Sep 5, 2014 at 6:40 AM
Not sure if that is a good idea. For private methods you have to fall back to reflection, that makes it pretty explicit that you're in the danger zone.
Sep 5, 2014 at 9:49 AM
BachratyGergely wrote:
Not sure if that is a good idea. For private methods you have to fall back to reflection, that makes it pretty explicit that you're in the danger zone.

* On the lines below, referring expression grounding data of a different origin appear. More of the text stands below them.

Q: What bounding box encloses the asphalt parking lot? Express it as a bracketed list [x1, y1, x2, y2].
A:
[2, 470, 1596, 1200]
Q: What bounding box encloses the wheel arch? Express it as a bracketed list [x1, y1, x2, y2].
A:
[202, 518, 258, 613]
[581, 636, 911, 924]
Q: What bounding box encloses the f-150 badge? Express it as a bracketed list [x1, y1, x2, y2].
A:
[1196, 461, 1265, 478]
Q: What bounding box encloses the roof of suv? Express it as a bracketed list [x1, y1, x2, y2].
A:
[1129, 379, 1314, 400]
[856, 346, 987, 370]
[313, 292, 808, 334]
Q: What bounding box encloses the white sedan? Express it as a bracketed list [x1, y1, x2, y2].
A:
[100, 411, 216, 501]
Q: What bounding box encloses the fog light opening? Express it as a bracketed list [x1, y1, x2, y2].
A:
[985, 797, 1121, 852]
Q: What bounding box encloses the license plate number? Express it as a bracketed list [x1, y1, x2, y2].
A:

There's no need for a class to use reflection to create delegates to its own private methods.
Sep 5, 2014 at 10:33 AM
Edited Sep 5, 2014 at 10:34 AM
Are we talking about the same thing?
class SomeClass
{
    public SomeProp { get; private set; }
}
public void SomeOtherMethod(SomeClass obj)
{
    var aPropGetter = new Func<Int32>(obj.SomeProp&);     // OK
    var aPropSetter = new Action<Int32>(obj.SomeProp&);   // Compile error
}
SomeProp is visible in scope however the setter is not, so the second line should be disallowed. But if you want to expose a private member from inside by all means do so. That's an implementation detail and practically unverifiable anyway.
Sep 5, 2014 at 10:53 AM
Edited Sep 5, 2014 at 10:54 AM
You right.
class SomeClass
{
    public SomeProp { get; private set; }

    public void SomeOtherMethod()
    {
        var aPropGetter = new Func<Int32>(SomeProp&);     // OK
        var aPropSetter = new Action<Int32>(SomeProp&);   // OK
    }
}
Sep 5, 2014 at 1:31 PM
JesInc28 wrote:
You right.
class SomeClass
{
    public SomeProp { get; private set; }

    public void SomeOtherMethod()
    {
        var aPropGetter = new Func<Int32>(SomeProp&);     // OK
        var aPropSetter = new Action<Int32>(SomeProp&);   // OK
    }
}
Or you could do this, now:
Func<int> getter = () => SomeProp;
Action<int> setter = value => SomeProp = value;
Sep 5, 2014 at 4:55 PM
The problem with the lambda syntax is it creates an anonymous function that directly forwards the call to the setter, it might also create a closure over the instance variable. That's twice the GC overhead. It might be an option to make the compiler optimize this for the closure-free case, but would not be possible for the following:
var it1 = obj.SomeProp.SomeOtherProp&getter
var it2 = () => obj.SomeProp.SomeOtherProp;
var tmp = obj.SomeProp;
var it3 = () => tmp.SomeOtherProp;
Which is also different semantically: the first would get the accessor on construction, the second on every invocation. The value of SomeProp then might be different. it3 would be the equivalent form to it1.